Christine and the Queens on the ecstasy and anger of her new album, Chris

Christine and The Queens (2018)Publicity
Photo: Jamie Morgan

A version of this story appears in the upcoming Grey’s Anatomy issue of Entertainment Weekly, on stands Friday. Don’t forget to subscribe for more exclusive interviews and photos, only in EW.

On her ’80s-inspired LP, Chris (out Friday), French singer Christine and the Queens (née Héloïse Letissier) turns gender norms on their head through poetic tracks about nonconformity, sex, and past trauma — all through the guise of her invented persona, Chris.

“It’s the truest form of self,” says Christine about Chris. “It’s like the highest, purest expression of what I can be.”

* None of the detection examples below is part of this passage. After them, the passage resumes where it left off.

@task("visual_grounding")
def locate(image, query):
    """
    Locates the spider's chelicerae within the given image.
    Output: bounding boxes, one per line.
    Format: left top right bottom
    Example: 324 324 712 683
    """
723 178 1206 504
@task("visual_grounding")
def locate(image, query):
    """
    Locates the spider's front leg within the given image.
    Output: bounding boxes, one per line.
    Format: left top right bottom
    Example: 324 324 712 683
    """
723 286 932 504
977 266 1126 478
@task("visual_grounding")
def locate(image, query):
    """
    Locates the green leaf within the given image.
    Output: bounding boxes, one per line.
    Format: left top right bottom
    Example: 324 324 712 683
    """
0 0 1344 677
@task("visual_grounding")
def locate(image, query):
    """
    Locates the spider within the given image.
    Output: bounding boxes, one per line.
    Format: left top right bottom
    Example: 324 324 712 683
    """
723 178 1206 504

The album is also a shift from her 2014 debut, Human Warmth, with its wide-eyed tunes about longing and fantasy. On Chris, she is waging war on the status quo, one whose empowered weapons include ferocious lyrics about sexual liberation and a penchant for disrupting the norm through style and sonic surprise.

Below, the “Tilted” singer details the ecstasy, anger, and RuPaul’s Drag Race element that inspired her fierce new record.

ENTERTAINMENT WEEKLY: Chris comes from the perspective of Chris. Why did you present her in the way you do on this record?
CHRISTINE AND THE QUEENS: This album expresses sexuality and desire in more blunt terms than the first record, which was very much about being a dreamer and longing for trying to relate to people. The second album is way more about incarnate desires, being touched, and touching, so Chris was wrapped around being more confident and empowered. I loved working around the idea of being a powerful woman by actually steering away from patriarchal codes. For me, a macho [man] is also really feminine in a way. Gendered performance is just constant theater. So Chris has a more defiant, fun energy.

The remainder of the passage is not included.